- Location of Aldrich, Minnesota
- Coordinates: 46°22′29″N 94°56′22″W﻿ / ﻿46.37472°N 94.93944°W
- Country: United States
- State: Minnesota
- County: Wadena

Area
- • Total: 0.49 sq mi (1.27 km^{2})
- • Land: 0.49 sq mi (1.27 km^{2})
- • Water: 0 sq mi (0.00 km^{2})
- Elevation: 1,332 ft (406 m)

Population (2020)
- • Total: 35
- • Density: 71.4/sq mi (27.56/km^{2})
- Time zone: UTC-6 (Central (CST))
- • Summer (DST): UTC-5 (CDT)
- ZIP code: 56434
- Area code: 218
- FIPS code: 27-00892
- GNIS feature ID: 2393913

= Aldrich, Minnesota =

City in Minnesota, United States

Aldrich (/ˈɔːldrɪtʃ/ AWL-dritch) is a city in Wadena County, Minnesota, United States, along the Partridge River. As of the 2020 census, Aldrich had a population of 35. The small community holds the distinction as the first permanent settlement in Wadena County and the first to establish a post office. It is also home to the first Catholic church in the area, established in 1870, as a mission church.
==History==
A post office called Aldrich has been in operation since 1877. The city was named for Cyrus Aldrich (1808–1871), a state legislator.

==Geography==
According to the United States Census Bureau, the city has a total area of 0.47 sqmi, all of it land.

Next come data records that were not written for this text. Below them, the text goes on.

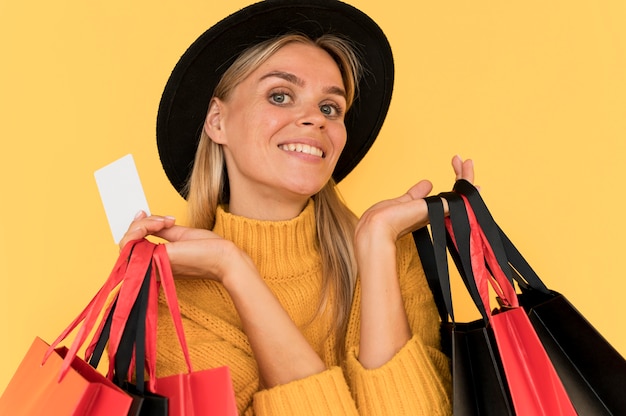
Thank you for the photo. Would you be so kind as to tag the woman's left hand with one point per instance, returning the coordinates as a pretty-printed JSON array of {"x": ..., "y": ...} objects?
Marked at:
[
  {"x": 383, "y": 316},
  {"x": 393, "y": 218}
]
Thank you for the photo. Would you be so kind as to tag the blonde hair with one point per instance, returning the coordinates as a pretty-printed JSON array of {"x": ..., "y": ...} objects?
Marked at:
[{"x": 208, "y": 185}]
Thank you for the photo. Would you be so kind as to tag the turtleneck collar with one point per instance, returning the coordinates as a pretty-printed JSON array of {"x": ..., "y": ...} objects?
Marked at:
[{"x": 280, "y": 249}]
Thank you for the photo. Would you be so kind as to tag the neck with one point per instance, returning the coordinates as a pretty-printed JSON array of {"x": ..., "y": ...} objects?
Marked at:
[{"x": 270, "y": 208}]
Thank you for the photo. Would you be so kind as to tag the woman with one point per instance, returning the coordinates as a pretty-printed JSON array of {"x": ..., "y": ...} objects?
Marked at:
[{"x": 314, "y": 311}]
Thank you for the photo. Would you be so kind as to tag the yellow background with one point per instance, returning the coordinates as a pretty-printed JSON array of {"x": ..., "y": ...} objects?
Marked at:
[{"x": 533, "y": 91}]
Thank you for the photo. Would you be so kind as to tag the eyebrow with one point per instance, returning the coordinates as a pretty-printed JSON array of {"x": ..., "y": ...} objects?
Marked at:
[{"x": 294, "y": 79}]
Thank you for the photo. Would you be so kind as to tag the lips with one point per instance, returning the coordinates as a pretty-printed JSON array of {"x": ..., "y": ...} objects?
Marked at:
[{"x": 302, "y": 148}]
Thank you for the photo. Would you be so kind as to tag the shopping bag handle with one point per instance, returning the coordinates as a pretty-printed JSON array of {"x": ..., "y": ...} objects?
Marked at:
[
  {"x": 434, "y": 260},
  {"x": 505, "y": 251},
  {"x": 90, "y": 313},
  {"x": 164, "y": 268},
  {"x": 486, "y": 267}
]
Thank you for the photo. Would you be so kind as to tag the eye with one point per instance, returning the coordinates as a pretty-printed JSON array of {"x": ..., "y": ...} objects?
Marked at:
[
  {"x": 279, "y": 98},
  {"x": 331, "y": 110}
]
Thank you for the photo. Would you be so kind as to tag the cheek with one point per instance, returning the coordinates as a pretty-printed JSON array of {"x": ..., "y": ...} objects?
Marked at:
[{"x": 339, "y": 136}]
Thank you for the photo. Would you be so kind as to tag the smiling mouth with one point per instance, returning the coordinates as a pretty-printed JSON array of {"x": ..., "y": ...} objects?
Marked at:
[{"x": 302, "y": 148}]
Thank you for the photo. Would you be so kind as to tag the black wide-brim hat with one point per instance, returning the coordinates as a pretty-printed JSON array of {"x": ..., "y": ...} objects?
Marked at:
[{"x": 186, "y": 97}]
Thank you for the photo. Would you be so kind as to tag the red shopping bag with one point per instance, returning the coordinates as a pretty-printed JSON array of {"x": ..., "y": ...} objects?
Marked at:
[
  {"x": 35, "y": 388},
  {"x": 534, "y": 384},
  {"x": 54, "y": 381}
]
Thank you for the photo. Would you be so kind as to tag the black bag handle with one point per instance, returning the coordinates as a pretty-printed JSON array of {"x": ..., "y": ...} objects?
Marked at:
[
  {"x": 506, "y": 253},
  {"x": 133, "y": 337},
  {"x": 433, "y": 253}
]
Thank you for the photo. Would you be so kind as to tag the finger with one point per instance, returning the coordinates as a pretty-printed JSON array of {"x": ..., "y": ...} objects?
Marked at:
[
  {"x": 143, "y": 226},
  {"x": 467, "y": 171},
  {"x": 463, "y": 169},
  {"x": 420, "y": 189}
]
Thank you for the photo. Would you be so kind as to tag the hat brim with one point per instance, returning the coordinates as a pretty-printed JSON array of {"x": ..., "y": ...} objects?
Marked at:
[{"x": 186, "y": 97}]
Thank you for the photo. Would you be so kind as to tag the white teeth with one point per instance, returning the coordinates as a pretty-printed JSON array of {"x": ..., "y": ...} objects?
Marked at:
[{"x": 302, "y": 148}]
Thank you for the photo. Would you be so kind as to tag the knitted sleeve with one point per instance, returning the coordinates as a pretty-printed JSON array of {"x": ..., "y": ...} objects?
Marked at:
[
  {"x": 322, "y": 394},
  {"x": 417, "y": 379}
]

U.S. Route 10 serves as a main route in the community.

==Demographics==

Historical population
| Census | Pop. | Note | %± |
| 1940 | 152 |  | — |
| 1950 | 131 |  | −13.8% |
| 1960 | 90 |  | −31.3% |
| 1970 | 85 |  | −5.6% |
| 1980 | 88 |  | 3.5% |
| 1990 | 70 |  | −20.5% |
| 2000 | 53 |  | −24.3% |
| 2010 | 48 |  | −9.4% |
| 2020 | 35 |  | −27.1% |
U.S. Decennial Census

===2010 census===
As of the census of 2010, there were 48 people in 24 households, including 11 families, in the city. The population density was 102.1 PD/sqmi. There were 31 housing units at an average density of 66.0 /sqmi. The racial makup of the city was 100.0% White.

Of the 24 households 16.7% had children under the age of 18 living with them, 41.7% were married couples living together, 4.2% had a male householder with no wife present, and 54.2% were non-families. 45.8% of households were one person and 25% were one person aged 65 or older. The average household size was 2.00 and the average family size was 3.00.

The median age was 50.5 years. 12.5% of residents were under the age of 18; 8.5% were between the ages of 18 and 24; 16.7% were from 25 to 44; 37.5% were from 45 to 64; and 25% were 65 or older. The gender makeup of the city was 50.0% male and 50.0% female.

===2000 census===
At the 2000 census there were 53 people in 26 households, including 13 families, in the city. The population density was 111.6 PD/sqmi. There were 31 housing units at an average density of 65.3 /sqmi. The racial makup of the city was 98.11% White, and 1.89% from two or more races. 52.9% were of German, 15.7% Norwegian, 7.8% Swedish and 5.9% Irish ancestry according to Census 2000.

Of the 26 households 19.2% had children under the age of 18 living with them, 38.5% were married couples living together, 3.8% had a female householder with no husband present, and 46.2% were non-families. 34.6% of households were one person and 19.2% were one person aged 65 or older. The average household size was 2.04 and the average family size was 2.64.

The age distribution was 17.0% under the age of 18, 13.2% from 18 to 24, 20.8% from 25 to 44, 20.8% from 45 to 64, and 28.3% 65 or older. The median age was 44 years. For every 100 females, there were 103.8 males. For every 100 females age 18 and over, there were 120.0 males.

The median household income was $30,417 and the median family income was $31,500. Males had a median income of $35,000 versus $19,250 for females. The per capita income for the city was $14,598. There were no families and 13.2% of the population living below the poverty line, including no under eighteens and none of those over 64.

==Transportation==
Amtrak’s Empire Builder, which operates between Seattle/Portland and Chicago, passes through the town on BNSF tracks, but makes no stop. The nearest station is located in Staples, 7 mi to the east.